The promotional material informing me about the latter needlessly points out that British baking is booming. With all this TV evangelising, is there any wonder? Caster sugar sales are up by 7 per cent, icing sugar by 14 per cent and vanilla extract by 20 per cent. The market intelligence wonks at Mintel saw all this coming in a 2006 report, which predicted (warned?) that sales of home-baking products would reach £550m by 2011. By 2010 it had actually reached £576m, no doubt because of the 28 per cent of us baking from scratch using raw ingredients at least once a week.

Cooking anything from scratch is, of course, a good thing. Well done that 28 per cent. But might now be a good time to take a small step away from the butter cream? I don't mind what anyone gets up to in their own kitchens, but I do mind the baking-is-a-virtue mindset. A pile of homemade cakes is every bit as obesity-causing as a stack of shop-bought ones. Yes, they will have fewer mystery ingredients (mmm, corn syrup) and they will taste lovely fresh from the oven, but come on, we have spent hundreds of years trying to escape from the tyranny of being chained to the stove. It feels a bit Marie Antoinette-ish, this playing at baking. Or maybe it reminds me of Valium-numbed1950s' housewives baking endlessly because there was nothing else they could do.

It's the Fifties' housewife vibe that also bothers me about all the pastel-hued, labour-saving baking devices that sit alongside things like the Pie Shield in kitchenware shops (you wouldn't need to labour-save if you just went to Greggs, after all). It's the cake-levelling doo-dah that gives you an even surface for your icing. It's the terminally twee stamps for home bakers that imprint the message "homemade" on any biscuits they craft, even though everyone can tell they're homemade because they look rubbish. It's the unnerving feel of silicone baking moulds in the shape of rabbits. It's polka-dotted aprons and retro-style mixers and all the other lifestyle baking tat that manufacturers and marketeers are pushing. Every time I see a cupcake stand, a part of me dies inside.

Baking doesn't have to be this way. Even a flour-dodger like me has a great deal of admiration for those who are pushing the boundaries of what you can do with a bit of Battenberg. I watch the Food Channel show Charm City Cakes and marvel at what can be done with icing sugar, imagination, some sponge and a few wooden struts. Then there's the evil genius of British creative Miss Cakehead, a PR and events expert turned Dr Frankenstein offondant. She provides cakes for big-name clients that are more Nightmare on Elm Street than I Dream of Jeannie. "I want to challenge the medium – with cake you can get away with anything," she says, while telling me about how to decorate a cake to make it look blood-spattered, as well as the edible beach she's working on for this year's Cake and Bake Show in September. "We made an edible autopsy out of cake and got a pathologist to come in and dissect it." That's my kind of cake making.

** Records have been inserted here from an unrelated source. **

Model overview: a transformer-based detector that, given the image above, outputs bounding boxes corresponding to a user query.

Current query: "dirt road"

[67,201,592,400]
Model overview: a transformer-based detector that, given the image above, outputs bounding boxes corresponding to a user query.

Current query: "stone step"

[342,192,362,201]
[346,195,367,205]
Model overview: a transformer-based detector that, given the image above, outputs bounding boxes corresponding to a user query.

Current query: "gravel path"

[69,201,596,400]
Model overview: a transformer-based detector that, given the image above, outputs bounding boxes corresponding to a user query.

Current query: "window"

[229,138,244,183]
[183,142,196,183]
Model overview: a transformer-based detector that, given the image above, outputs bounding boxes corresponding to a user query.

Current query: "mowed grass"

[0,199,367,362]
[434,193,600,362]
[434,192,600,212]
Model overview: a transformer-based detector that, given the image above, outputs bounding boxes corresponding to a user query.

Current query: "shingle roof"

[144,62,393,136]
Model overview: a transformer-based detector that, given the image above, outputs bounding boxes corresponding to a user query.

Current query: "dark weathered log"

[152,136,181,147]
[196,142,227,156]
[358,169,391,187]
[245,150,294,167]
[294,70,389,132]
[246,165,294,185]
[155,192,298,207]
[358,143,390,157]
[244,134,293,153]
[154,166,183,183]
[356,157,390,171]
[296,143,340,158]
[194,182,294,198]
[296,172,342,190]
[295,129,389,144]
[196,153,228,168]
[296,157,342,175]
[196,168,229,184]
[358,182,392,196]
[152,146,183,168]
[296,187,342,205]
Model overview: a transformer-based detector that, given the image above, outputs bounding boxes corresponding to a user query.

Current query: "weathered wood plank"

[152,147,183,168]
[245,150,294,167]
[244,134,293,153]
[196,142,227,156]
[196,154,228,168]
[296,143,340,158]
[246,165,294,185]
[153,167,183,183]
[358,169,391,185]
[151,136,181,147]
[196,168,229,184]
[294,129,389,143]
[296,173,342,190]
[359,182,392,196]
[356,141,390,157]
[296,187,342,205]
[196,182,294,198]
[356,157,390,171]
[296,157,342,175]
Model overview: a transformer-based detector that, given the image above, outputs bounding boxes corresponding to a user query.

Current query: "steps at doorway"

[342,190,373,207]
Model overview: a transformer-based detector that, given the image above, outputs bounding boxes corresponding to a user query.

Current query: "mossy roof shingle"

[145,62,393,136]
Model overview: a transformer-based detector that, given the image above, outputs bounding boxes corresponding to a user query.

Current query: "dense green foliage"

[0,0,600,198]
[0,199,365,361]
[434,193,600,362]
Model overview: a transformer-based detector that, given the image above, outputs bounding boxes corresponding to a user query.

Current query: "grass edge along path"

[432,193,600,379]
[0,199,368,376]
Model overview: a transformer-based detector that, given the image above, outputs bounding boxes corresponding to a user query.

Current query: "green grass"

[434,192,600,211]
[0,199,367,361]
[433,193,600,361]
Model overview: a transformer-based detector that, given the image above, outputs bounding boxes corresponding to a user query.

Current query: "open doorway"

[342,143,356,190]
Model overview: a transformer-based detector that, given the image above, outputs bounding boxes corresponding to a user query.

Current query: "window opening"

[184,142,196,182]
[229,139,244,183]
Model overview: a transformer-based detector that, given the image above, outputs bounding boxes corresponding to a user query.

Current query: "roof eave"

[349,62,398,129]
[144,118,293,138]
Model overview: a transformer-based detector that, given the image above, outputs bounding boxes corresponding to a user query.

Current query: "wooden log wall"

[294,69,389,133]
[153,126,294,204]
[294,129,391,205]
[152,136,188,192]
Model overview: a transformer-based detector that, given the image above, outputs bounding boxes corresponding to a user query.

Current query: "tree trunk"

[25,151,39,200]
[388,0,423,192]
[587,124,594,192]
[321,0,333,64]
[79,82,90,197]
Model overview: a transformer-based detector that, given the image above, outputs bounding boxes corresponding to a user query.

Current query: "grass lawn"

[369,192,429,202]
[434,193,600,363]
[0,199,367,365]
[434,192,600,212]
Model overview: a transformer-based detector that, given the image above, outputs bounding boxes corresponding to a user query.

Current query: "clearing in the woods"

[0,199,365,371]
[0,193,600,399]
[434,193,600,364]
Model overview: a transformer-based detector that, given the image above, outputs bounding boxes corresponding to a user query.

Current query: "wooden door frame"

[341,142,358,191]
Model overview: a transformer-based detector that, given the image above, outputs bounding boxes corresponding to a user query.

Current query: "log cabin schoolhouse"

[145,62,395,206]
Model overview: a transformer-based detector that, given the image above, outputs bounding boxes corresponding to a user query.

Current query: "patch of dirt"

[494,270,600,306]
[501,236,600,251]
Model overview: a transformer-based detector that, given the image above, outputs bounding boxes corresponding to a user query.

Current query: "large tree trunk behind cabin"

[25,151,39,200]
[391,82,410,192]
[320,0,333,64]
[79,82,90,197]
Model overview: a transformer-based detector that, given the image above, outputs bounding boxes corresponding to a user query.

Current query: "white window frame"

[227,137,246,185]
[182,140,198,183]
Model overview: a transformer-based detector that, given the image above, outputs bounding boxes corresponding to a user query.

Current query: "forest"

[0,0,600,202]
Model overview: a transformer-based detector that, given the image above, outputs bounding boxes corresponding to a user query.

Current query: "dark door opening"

She is also no fan of the all-conquering cupcake, either. "There was a horrendous outbreak of cupcakes suddenly becoming so trendy – about five years ago. They're the equivalent of painting by numbers compared with Peter Blake." See her work at staypuft.cc or follow her antics on Twitter @miss_cakehead.

But if you love baking, you won't care what I think about it. For many people baking is useful, joyful, relaxing, fun. For some, it's life-saving: the chick-lit writer Marian Keyes published Saved by Cake: Over 80 Ways to Bake Yourself Happy last month, a very personal cookbook in which she reveals that in the throes of a nervous breakdown, she turned to cake-making: "Baking... gets me through. To be perfectly blunt about it, my choice sometimes is, I can kill myself or I can make a dozen cupcakes."

She also understands that there will always be unbelievers. "I need to make something clear: baking may not be for you". Marian, it's not. But I'm glad that it can be about more than showing off perfect pie crusts and buying spotted aprons, even if you're more likely to find me buying my bread and bagels rather than up to my elbows in flour.